Virtual Voices: Ghost Riders in the Sky
Photo-Essay by Nigel Helyer
What I wish to address in this essay is the quasi-magical set of relationships woven between electricity, sound, the body and the environment. As a part-time sceptic I don't really want to enter too deeply into the realm of the para-normal. Rather, I would prefer to pursue a direction in which sound - and in particular the voice - is regarded as "fantastical" or "magical" in its prosaic embodiment in technology.
However, here are two related concepts that place sound as a likely, para-phenomenal, suspect: Acousmatics and Schizophonia.
Acousmatics: from the Greek Akousma , "what is heard".

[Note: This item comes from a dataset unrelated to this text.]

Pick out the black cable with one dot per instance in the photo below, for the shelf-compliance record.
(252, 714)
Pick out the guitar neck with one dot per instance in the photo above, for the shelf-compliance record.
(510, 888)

An Imaginary sound, or a sound of which the cause is not seen.Acousmatics has its origins with Pythagoras (6th century BC) who delivered his oral teachings from behind a curtain in order to prevent his physical presence distracting his students. This technique granted them a pure focus on the content of his words.
Acousmatique was employed by the poet Jérôme Peignot in 1955, at the beginning of musique concrète, as an adjective, meaning a sound that we can hear without knowing its cause, and to designate the distance that separates a sound from its origins, by obscuring, behind the impassivity of the loudspeaker, any visual elements that may be associated with it.
Franois Bayle introduced the expression Acousmatic Music in the early 1970s, to denote a specific kind of music, as an art of projected sounds which is shot and developed in the studio, projected in halls, like cinema.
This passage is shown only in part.